Much of the debate between the majority (with Breyer’s concurrence) and minority focused on the adequacy of alternative remedies.  To the majority, providers can petition the Department of Health and Human Services (“HHS”) to invoke §30(a) and withhold Medicaid funds if state rates are inadequate.  Not citing to the overwhelmingly adverse case law to providers and other petitioners, Justice Breyer also added that suits may be brought challenging HHS’s failure to act.  The dissent, argued pragmatically that these few remaining remedies for providers are insufficient.

The stakes here are significant as evidenced by the 15 amicus briefs filed.  Among the groups seeking to weigh in are 28 states, the National Governors Association and Council of State Governments, the Department of Justice (on behalf of the United States),  numerous provider trade associations (American Hospital Association, the Federation of American Hospitals, the American Medical Association and other national physicians groups), nine Democratic Senators and House Representatives, various advocacy groups, the American Civil Liberties Union and the Chamber of Commerce.  Left unsaid by the Court are the important implications of this case in relation to the Affordable Care Act (ACA), which expands the availability of health care insurance through, among other means, expanded Medicaid coverage.  The reality (although not said in polite company at the time the ACA was enacted) is that Congress used the vehicle of expanded Medicaid coverage for the simple reason that state Medicaid programs are historically the lowest payors.

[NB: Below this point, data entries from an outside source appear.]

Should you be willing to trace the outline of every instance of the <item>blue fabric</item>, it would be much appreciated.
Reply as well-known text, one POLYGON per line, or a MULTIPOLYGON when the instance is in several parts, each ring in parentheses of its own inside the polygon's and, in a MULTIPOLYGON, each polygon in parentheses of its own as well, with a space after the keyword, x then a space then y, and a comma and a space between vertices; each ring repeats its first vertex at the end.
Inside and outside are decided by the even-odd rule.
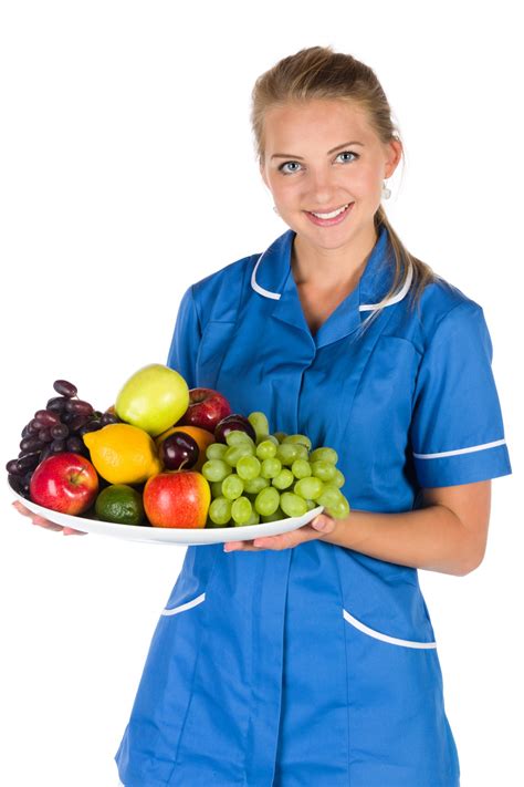
MULTIPOLYGON (((382 227, 312 335, 294 235, 188 288, 168 365, 336 448, 355 509, 408 511, 423 486, 510 474, 482 309, 439 280, 361 333, 392 277, 382 227)), ((459 785, 416 569, 322 540, 190 546, 165 612, 115 755, 126 787, 459 785)))

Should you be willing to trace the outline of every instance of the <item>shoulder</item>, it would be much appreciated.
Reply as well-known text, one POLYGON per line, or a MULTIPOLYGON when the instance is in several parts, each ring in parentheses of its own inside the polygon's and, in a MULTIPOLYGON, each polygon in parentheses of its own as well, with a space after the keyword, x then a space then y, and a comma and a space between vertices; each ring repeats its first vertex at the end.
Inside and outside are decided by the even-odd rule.
POLYGON ((440 331, 459 332, 484 320, 480 303, 440 276, 425 287, 415 313, 422 345, 440 331))
POLYGON ((203 322, 234 322, 242 292, 249 286, 260 253, 241 257, 191 286, 196 308, 203 322))

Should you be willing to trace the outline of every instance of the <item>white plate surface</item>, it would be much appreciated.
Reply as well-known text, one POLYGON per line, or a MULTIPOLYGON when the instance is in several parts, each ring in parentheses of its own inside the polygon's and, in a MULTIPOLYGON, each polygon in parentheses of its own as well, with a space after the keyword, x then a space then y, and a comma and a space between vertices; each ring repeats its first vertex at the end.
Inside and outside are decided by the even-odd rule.
POLYGON ((44 517, 44 519, 50 519, 56 525, 72 527, 83 532, 94 532, 101 536, 114 536, 115 538, 124 538, 128 541, 147 541, 149 543, 223 543, 224 541, 247 541, 263 536, 279 536, 282 532, 296 530, 303 525, 307 525, 307 522, 324 510, 324 506, 317 506, 316 508, 312 508, 311 511, 306 511, 302 517, 287 517, 286 519, 277 519, 274 522, 260 522, 260 525, 243 525, 241 527, 150 527, 143 525, 119 525, 116 522, 102 521, 101 519, 88 519, 86 517, 72 516, 71 514, 61 514, 60 511, 53 511, 51 508, 38 506, 32 500, 25 499, 21 495, 18 495, 11 486, 9 486, 9 489, 25 508, 44 517))

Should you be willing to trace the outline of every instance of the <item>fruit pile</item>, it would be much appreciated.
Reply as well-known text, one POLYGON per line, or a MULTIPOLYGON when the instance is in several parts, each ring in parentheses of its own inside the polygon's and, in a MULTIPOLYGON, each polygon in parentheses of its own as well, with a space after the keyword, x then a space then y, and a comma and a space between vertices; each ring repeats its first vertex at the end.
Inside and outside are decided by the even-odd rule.
POLYGON ((65 380, 23 427, 7 464, 22 497, 123 525, 235 527, 324 506, 345 517, 338 456, 306 435, 270 433, 262 412, 232 413, 163 364, 139 369, 105 412, 65 380))
POLYGON ((216 428, 217 442, 206 449, 202 475, 211 485, 212 525, 256 525, 301 517, 324 506, 346 517, 340 491, 345 478, 334 448, 312 449, 306 435, 270 433, 264 413, 231 415, 216 428), (310 453, 311 452, 311 453, 310 453))

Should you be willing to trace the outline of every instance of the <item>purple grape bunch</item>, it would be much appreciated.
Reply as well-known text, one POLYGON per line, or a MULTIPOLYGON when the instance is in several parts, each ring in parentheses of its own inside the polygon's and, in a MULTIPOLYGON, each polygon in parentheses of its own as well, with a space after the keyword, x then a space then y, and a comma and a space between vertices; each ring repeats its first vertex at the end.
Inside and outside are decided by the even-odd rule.
POLYGON ((28 500, 31 477, 41 462, 65 451, 90 458, 82 436, 120 422, 114 413, 102 413, 78 398, 76 385, 66 380, 55 380, 53 389, 59 395, 50 398, 45 408, 38 410, 25 424, 19 455, 6 465, 11 488, 28 500))

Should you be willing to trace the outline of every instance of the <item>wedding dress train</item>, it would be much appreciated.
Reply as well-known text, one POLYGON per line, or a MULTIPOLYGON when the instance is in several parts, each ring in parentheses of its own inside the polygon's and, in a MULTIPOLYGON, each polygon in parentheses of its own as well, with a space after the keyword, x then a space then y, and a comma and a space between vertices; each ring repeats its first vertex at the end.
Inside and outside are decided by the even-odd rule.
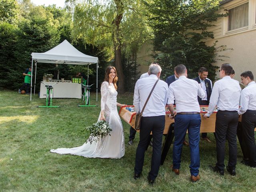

So the decision in Exceptional Child Center appears to give state Medicaid programs considerably more leeway to keep rates low, perhaps until there is a political backlash by providers voting with their feet to opt out of state Medicaid programs.

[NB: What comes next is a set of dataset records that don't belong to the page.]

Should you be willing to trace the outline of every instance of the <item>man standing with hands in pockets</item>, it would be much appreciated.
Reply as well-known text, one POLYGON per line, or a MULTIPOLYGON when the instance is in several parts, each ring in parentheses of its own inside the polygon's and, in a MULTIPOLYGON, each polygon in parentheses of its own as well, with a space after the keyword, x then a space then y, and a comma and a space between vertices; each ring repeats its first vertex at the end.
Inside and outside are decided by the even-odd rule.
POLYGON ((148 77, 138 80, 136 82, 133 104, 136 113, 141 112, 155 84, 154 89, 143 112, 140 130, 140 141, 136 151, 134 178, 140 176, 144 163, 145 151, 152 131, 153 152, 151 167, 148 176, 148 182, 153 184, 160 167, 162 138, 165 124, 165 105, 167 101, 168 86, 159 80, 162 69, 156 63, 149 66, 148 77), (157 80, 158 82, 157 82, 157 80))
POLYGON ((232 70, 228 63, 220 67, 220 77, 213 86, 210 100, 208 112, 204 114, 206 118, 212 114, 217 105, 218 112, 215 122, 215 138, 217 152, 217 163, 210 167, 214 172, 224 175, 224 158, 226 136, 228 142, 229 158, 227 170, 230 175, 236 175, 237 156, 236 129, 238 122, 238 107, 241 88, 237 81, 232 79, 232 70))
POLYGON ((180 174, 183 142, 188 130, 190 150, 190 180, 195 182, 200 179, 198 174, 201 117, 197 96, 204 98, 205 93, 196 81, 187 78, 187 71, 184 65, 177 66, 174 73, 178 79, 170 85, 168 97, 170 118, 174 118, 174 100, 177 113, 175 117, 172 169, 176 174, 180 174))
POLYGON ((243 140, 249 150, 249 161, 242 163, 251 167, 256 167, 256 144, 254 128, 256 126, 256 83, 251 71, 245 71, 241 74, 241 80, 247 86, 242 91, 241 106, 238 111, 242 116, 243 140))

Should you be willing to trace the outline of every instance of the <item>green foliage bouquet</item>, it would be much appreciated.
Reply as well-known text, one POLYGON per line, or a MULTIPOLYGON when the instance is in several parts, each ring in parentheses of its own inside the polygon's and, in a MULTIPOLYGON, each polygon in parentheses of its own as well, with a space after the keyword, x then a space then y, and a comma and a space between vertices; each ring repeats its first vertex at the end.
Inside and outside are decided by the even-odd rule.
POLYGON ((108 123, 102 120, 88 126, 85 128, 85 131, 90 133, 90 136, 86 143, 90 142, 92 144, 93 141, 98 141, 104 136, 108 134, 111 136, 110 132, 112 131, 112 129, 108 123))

Finally, it is noteworthy that Justice Breyer voted with his conservative colleagues to create a majority here.  In reality, his concurring opining, speaking in APA qua judicial deference language, was not a surprise.  Ever since, at least, 2000 with Justice Breyer’s majority opinion in Shalala v. Illinois Council, Inc. (in which Justice Thomas filed a persuasive dissenting opinion), providers have learned that his strong judicial deference philosophy is a bar to advancing their interests in seeking judicial relief from HHS regulations.  This Exceptional Child Center judicial coalition between Justice Breyer and the conservative Justices, however, perhaps is a fleeting one of the moment.  As I will write in my next post, in a March Supreme Court decision, Perez v. Mortgage Bankers Association, three conservative Justices (Alito, Scalia, and Thomas) filed separate concurring opinions, each arguing to revisit various principles of APA judicial deference that are the hallmark of Justice Breyer’s jurisprudence.